Celebrity chef Mynhardt Joubert has shared with Mzansi Life the Green Thai Curry recipe that promises to tickle every taste bud. Chef Mynhardt used roasted sweet potato – instead of rice – and a variety of ingredients to add more flavour.
100ml of canola oil
2 large sweet potatoes cut length wise into chips
1 large tablespoon of green curry paste
2-3 fresh green chilies, deseeded and roughly chopped
2 teaspoons chopped fresh ginger
3-4 cloves garlic, chopped or crushed
1 teaspoon dried fine coriander
1/2 teaspoon of dried fine cumin
2 handfuls of fresh coriander leaves, roughly chopped
1 cup of chicken stock
4 chicken breasts
1 teaspoon of sugar
1 tin of coconut milk
100g tender stem broccoli
100g mange tout
One tablespoon of fish sauce
Juice and rind of one lime
Fresh basil and coriander
Handful of sprouts
Place the sweet potatoes on a roasting tray and toss with 50ml of canola oil and season with salt and pepper bake until golden brown for about 25 to 30 minutes.
In a food processor add the curry paste, chillies, ginger, garlic, dried coriander, cumin and a dash of chicken stock.
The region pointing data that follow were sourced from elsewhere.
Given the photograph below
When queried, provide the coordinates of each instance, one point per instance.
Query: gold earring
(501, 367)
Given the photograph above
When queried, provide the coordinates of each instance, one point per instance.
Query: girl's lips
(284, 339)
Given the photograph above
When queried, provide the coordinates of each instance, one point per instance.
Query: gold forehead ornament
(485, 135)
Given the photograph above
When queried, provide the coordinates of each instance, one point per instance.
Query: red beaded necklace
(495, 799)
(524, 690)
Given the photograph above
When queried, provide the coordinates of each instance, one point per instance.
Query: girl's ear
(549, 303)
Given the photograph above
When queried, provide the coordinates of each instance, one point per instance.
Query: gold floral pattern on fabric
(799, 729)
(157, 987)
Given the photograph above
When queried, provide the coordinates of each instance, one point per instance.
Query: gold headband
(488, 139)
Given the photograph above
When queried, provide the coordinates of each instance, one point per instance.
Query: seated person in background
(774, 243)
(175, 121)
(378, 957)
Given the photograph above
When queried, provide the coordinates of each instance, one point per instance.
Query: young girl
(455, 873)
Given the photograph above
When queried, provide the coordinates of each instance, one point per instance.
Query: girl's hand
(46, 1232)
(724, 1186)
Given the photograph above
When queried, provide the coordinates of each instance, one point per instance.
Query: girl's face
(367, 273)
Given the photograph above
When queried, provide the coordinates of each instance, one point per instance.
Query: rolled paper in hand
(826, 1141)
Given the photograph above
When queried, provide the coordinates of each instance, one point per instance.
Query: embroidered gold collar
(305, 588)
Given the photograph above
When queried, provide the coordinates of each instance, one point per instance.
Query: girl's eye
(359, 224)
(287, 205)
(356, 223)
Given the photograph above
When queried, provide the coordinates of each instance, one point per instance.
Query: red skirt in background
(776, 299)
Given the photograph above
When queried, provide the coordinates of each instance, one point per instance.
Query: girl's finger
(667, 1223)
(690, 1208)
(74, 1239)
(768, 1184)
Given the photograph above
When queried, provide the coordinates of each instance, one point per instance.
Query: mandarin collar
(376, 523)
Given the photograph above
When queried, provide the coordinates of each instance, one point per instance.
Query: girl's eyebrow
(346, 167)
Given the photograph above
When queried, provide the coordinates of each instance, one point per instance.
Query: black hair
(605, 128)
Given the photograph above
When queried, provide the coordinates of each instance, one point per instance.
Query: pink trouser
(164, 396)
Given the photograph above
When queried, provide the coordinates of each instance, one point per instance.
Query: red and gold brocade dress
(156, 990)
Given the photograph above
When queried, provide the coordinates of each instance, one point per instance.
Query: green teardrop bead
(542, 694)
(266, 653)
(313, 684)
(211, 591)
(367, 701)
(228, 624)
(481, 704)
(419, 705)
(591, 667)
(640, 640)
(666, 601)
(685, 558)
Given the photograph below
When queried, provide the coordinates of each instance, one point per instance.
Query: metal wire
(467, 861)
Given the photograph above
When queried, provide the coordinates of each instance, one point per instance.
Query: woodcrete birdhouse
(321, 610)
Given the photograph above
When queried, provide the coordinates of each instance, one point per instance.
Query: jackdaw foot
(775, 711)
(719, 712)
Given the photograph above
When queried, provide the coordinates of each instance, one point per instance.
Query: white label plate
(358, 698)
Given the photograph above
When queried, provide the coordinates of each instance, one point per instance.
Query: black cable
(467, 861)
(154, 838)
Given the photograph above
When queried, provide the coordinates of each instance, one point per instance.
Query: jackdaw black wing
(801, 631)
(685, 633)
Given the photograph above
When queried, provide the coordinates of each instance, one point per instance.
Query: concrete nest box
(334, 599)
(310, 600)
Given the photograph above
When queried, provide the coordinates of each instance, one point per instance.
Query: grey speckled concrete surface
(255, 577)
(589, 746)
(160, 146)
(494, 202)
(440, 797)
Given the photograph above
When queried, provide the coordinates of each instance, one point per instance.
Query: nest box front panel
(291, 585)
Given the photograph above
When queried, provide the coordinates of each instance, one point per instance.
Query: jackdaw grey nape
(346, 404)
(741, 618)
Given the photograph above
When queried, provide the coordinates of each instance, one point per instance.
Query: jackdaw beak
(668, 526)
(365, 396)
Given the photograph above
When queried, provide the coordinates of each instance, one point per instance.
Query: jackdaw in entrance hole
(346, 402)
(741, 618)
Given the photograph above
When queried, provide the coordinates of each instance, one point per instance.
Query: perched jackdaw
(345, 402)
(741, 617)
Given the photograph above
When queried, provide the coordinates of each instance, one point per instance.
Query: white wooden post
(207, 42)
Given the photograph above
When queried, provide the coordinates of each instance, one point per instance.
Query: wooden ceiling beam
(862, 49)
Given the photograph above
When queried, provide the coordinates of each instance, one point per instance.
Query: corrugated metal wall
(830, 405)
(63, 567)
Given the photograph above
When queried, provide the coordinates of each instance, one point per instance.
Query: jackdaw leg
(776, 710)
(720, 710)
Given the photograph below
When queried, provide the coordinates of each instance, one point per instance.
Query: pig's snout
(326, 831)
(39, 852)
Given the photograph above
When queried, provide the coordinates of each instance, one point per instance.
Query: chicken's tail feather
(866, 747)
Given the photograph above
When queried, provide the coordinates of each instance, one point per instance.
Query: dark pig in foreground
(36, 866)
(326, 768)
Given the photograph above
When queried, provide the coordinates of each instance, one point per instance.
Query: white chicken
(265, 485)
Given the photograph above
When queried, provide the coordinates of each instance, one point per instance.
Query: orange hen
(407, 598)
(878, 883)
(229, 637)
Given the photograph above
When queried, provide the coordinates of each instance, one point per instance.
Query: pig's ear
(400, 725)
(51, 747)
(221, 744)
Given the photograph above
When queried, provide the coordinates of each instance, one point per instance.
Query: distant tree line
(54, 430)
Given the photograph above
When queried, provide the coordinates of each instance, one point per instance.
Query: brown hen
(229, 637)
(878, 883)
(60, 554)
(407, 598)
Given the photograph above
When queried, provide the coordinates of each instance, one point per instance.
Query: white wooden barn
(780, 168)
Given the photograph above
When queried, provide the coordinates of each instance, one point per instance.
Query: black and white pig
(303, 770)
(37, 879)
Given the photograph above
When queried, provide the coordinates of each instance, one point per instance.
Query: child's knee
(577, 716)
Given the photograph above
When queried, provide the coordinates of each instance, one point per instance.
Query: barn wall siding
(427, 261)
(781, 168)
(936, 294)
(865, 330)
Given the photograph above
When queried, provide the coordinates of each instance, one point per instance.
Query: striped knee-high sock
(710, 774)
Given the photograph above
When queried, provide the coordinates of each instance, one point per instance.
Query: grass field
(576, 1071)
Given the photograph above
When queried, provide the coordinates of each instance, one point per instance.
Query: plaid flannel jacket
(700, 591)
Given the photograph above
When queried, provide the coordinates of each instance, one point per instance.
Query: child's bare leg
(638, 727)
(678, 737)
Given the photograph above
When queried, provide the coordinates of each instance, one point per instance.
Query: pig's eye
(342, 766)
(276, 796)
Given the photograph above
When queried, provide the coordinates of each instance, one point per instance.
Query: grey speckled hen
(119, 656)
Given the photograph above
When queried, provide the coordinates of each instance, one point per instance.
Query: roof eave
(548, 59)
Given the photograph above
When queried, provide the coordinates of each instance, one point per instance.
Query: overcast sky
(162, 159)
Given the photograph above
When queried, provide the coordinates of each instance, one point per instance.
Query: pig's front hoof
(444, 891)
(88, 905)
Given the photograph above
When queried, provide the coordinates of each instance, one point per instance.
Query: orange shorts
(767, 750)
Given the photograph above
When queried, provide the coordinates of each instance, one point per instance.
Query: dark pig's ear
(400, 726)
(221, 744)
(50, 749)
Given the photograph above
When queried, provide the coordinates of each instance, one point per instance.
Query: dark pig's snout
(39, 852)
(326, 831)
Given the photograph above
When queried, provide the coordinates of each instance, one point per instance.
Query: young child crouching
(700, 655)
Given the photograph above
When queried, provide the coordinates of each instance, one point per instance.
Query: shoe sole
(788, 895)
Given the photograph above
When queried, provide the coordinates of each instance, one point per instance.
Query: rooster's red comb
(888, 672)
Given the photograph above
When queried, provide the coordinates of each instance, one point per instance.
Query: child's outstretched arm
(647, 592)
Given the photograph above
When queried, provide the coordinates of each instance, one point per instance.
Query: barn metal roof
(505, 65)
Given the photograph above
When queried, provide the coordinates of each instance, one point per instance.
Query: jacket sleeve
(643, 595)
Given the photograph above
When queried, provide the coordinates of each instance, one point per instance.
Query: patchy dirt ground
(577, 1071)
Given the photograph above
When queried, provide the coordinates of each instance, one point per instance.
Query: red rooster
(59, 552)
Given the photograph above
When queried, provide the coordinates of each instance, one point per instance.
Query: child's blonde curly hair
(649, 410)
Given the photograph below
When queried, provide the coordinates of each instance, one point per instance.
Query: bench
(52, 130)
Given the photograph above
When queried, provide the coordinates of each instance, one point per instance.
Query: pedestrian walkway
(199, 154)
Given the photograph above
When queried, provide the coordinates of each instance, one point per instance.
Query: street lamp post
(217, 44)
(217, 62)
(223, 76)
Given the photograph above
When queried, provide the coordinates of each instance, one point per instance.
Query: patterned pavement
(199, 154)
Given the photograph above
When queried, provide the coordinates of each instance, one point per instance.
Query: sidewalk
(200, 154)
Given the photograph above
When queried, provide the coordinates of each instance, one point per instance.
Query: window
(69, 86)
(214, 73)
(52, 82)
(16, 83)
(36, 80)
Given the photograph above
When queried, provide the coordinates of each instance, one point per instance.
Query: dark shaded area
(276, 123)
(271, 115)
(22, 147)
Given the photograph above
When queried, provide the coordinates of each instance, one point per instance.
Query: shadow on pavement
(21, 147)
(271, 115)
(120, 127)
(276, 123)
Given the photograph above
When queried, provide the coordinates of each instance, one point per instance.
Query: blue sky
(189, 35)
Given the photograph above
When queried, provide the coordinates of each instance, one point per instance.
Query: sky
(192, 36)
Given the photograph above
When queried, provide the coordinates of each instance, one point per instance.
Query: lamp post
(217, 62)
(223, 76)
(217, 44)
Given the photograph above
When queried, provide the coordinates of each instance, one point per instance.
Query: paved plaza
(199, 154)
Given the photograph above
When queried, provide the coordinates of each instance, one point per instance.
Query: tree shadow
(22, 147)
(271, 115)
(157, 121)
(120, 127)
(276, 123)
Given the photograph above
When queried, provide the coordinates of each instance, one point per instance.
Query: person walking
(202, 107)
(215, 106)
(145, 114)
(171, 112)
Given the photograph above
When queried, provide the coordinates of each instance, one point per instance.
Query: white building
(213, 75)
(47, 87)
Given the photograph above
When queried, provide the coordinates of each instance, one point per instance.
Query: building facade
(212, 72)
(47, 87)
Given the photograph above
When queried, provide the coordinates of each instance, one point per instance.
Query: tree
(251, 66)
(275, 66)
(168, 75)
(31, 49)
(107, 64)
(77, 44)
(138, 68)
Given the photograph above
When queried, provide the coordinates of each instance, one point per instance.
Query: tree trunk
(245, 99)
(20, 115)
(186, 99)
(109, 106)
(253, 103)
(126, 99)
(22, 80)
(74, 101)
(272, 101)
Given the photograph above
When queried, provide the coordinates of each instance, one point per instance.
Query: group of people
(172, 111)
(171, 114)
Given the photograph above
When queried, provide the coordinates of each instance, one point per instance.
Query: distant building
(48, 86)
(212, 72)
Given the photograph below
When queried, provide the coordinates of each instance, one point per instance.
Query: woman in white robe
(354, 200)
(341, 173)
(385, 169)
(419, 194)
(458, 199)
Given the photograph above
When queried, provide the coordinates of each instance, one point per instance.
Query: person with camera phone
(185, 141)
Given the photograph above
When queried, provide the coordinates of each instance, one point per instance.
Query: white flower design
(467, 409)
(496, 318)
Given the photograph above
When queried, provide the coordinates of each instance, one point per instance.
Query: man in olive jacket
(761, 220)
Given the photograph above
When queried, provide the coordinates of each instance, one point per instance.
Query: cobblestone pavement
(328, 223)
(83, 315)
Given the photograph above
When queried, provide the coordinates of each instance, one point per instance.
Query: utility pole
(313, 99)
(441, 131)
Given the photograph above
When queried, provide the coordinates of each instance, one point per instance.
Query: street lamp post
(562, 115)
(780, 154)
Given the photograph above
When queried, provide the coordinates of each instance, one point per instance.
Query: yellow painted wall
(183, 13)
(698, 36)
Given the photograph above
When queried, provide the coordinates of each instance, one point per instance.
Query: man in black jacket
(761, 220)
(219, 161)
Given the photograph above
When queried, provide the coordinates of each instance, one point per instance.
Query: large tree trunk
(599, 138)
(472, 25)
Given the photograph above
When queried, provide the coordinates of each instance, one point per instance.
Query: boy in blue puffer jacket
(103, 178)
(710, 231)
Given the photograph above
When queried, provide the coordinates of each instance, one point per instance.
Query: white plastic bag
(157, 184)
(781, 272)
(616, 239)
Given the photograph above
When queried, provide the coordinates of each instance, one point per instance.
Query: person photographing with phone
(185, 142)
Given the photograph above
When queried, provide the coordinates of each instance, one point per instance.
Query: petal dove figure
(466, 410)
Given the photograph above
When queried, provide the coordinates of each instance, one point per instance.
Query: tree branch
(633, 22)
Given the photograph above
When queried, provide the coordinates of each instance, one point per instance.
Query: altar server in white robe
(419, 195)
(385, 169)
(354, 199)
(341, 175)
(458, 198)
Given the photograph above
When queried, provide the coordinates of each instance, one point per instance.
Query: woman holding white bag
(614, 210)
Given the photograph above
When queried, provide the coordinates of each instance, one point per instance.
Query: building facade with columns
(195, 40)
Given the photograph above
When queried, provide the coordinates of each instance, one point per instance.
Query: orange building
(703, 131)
Blend until a paste has formed.
Add 50ml of the oil to a pan or wok and quick fry the paste. Add the chicken and sugar and caramelise together.
Add the rest of the chicken stock, coconut milk and heat through.
Add the mangetout and broccoli with the fish sauce, lime juice and rind and cook until it starts to bubble then remove from the heat.
Serve in large soup bowl with sweet potato chips and garnish with fresh basil and coriander and sprouts.